At the recent ICEF Monitor Global Summit in London, Jamie Arrowsmith, the director of Universities UK International, said that the current situation – in which universities are forced to rely on international student revenue for operations – is unsustainable:

“Fundamentally, basing the long-term sustainability of universities – which should be seen as a real strategic asset for the UK – on a pretty dynamic and actually quite volatile funding stream cannot be in our interest, it cannot be in student interest, and it is certainly not in university or community interest.”

The Rt Hon. the Lord Willetts, who authored the report’s global chapter, says that policy flip-flops regarding international students have damaged the attractiveness of the UK as a study destination.

Call for a coordinated UK global strategy

To strengthen the UK’s reputation abroad, the report calls for a coherent Global Strategy for Universities with this objective:

“To harness the global reach, reputation and impact of our universities to create opportunity, foster prosperity and develop knowledge, both for the UK and our international partners.”

This strategy would be based on broad consultation with stakeholders within education, training, research, and global development.
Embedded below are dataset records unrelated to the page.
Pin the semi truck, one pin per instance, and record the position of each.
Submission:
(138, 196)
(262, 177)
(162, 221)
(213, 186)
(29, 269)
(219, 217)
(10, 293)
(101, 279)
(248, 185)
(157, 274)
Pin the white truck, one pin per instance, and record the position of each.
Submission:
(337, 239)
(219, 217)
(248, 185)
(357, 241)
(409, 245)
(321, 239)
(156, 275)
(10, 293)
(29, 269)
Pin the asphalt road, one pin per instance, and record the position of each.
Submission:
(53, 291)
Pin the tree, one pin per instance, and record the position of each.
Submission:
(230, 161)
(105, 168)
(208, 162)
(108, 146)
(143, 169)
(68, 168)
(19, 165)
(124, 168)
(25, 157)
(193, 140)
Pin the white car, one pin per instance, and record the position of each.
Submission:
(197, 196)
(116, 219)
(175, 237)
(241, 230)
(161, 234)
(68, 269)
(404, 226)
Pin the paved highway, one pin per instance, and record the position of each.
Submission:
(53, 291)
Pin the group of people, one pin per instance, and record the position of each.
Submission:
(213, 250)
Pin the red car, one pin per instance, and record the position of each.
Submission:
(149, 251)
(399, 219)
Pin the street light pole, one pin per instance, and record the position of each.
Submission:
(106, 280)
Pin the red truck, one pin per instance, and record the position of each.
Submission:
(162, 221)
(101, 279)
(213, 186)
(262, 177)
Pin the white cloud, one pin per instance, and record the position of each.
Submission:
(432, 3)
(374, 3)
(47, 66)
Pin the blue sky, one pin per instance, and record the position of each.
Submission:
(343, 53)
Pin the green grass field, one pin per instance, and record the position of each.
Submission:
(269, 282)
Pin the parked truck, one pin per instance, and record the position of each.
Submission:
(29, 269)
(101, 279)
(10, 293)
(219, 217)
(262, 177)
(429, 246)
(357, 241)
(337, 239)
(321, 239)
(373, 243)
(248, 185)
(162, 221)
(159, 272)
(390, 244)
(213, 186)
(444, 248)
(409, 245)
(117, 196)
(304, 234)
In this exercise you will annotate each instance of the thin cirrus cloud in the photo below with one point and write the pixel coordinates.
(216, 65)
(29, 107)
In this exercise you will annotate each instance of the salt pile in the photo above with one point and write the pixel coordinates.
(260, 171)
The report envisions the strategy being “owned and coordinated by the Cabinet Office, setting a national framework that recognises and supports the needs and priorities of regions and devolved administrations. It is critical that the Home Office be a partner in this strategy, alongside the Department of Education, Department for Science, Innovation and Technology, Department for Business and Trade and the Foreign, Commonwealth and Development Office.”

A ‘Compact’ proposed for universities and government

The Universities UK report also advocates for a new Compact between universities and government. This would set a stable policy framework and be geared at securing “sustainable levels of international student recruitment and well-managed growth.”

Such stability would be achieved by universities fully implementing the Agent Quality Framework and Fair Admissions Code of Practice; committing to sustainable levels of international student recruitment; investing in student experience; and diversifying to avoid single-market dependencies.

As for the government, the Compact would see the government demonstrating:

  • A long-term commitment to stable, sustainable levels of international student recruitment and well-managed growth, including a commitment to retaining the Graduate Route in its current form;
  • Greater transparency when reporting migration trends;
  • A review of the removal of visas for dependants, acknowledging the impact this policy has had on equity, diversity and diversification and on the UK’s wider strategic objectives, particularly its effect on programmes designed for students with significant professional experience.

In addition, the report advocates for a coordinated plan to attract global talent; commit long-term to the Turing scheme; consider a future association with the Erasmus scheme; increase funding for global research collaboration; and partnering of universities and government to help mitigate ongoing security risks from hostile outside actors.